I realized the phone was gone just as I stepped off the T. That is not a good situation to be in. Desperation hit me like an electric shock, turning and sprinting towards the train as it's leaving the station is something you've seen late commuters do, what you don't often see are those commuters trying to wedge their fingers in the doors of the train and pry them open as it is accelerating out of the station. Panic. The train was gone. My phone was on the train. My phone. Train. Freak the hell out.

My mind immediately tackles the problem, calculating how fast I can run, how far away the next station is, the chance that my phone has been pocketed by a less than upstanding commuter. Meanwhile my feet are on autopilot, and I end up in the office at my desk. Problem not solved. Where is my phone. My link to the outside world (sort of). My shiny silver walkie-talkie enabled cellular device. I miss it already.

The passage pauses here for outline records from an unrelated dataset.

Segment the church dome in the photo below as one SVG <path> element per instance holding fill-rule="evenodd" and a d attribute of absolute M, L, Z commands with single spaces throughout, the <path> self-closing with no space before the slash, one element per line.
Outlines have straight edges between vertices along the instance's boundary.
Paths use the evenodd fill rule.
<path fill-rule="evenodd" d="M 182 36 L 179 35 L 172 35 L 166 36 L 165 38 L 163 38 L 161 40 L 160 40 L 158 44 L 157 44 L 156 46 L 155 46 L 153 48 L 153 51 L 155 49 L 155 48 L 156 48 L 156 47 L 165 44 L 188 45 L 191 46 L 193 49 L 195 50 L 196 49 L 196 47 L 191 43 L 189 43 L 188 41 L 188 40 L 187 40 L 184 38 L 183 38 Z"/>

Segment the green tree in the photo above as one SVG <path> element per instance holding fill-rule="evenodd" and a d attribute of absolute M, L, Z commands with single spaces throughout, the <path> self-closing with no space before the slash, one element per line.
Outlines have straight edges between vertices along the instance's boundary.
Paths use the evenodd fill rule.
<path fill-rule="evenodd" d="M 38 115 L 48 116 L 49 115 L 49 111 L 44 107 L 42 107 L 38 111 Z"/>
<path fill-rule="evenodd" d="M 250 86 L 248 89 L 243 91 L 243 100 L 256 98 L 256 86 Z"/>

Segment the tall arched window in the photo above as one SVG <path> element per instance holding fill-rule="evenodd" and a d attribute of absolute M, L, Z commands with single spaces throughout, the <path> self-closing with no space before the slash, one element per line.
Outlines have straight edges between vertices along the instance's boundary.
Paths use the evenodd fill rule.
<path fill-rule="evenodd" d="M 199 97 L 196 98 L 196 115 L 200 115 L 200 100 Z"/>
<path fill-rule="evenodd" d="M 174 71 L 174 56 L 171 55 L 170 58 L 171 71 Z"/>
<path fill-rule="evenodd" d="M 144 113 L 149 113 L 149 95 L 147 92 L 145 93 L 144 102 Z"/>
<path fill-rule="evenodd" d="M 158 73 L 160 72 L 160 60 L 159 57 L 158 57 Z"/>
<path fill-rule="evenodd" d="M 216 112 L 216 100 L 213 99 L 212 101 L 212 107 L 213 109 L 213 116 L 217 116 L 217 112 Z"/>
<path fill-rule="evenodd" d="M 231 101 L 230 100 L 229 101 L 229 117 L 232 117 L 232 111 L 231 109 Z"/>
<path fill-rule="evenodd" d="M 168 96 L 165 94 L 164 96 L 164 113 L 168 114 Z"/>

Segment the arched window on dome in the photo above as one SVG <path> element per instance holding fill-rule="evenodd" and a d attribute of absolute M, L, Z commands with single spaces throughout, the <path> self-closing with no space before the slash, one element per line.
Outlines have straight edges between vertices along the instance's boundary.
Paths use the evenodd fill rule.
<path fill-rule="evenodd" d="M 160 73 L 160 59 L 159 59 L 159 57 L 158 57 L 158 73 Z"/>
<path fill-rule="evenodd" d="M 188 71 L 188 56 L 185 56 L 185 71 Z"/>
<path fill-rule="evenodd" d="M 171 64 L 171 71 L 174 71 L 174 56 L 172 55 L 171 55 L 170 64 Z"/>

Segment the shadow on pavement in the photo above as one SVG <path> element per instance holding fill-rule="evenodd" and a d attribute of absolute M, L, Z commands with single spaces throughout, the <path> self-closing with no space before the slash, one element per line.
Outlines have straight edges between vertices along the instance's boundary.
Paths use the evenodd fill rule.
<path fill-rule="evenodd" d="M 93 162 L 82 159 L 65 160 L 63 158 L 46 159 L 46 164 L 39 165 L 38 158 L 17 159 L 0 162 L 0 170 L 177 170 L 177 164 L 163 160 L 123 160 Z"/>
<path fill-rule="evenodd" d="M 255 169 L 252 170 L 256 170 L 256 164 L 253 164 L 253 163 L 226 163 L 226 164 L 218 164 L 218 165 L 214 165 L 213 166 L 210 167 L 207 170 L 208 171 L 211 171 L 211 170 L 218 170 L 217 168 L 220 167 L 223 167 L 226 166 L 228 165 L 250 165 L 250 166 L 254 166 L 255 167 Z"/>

Fire up the computer. mbta.com Track down the lost-and-found number. What do I tell them...um, it's on a train? No, I am detailed oriented. I am ready with the car number, with the time the train left with me off it and my phone on it, with the color, everything. Turns out, not necessary. Because while I'm firing up the computer, I call home. To say hey, I lost my phone on the T. But, please could you just sort of check that I didn't leave it on my bed because I forgot a pillar of my day-to-day life thanks.

Turns out, it was on my bed.
-Tom

3 comments:

Johnny Sapphire said...

DUDE I TOTALLY UNDERSTAND THE LOST PHONE DESPERATION DANCE.

Only I actually use my phone.

And PS I totally sometimes call you so wft about not using your phone??

Johnny Sapphire said...

That's WTF. Sorry.

K said...

Yeah, and he totally sometimes calls me, so wtf? from me, too.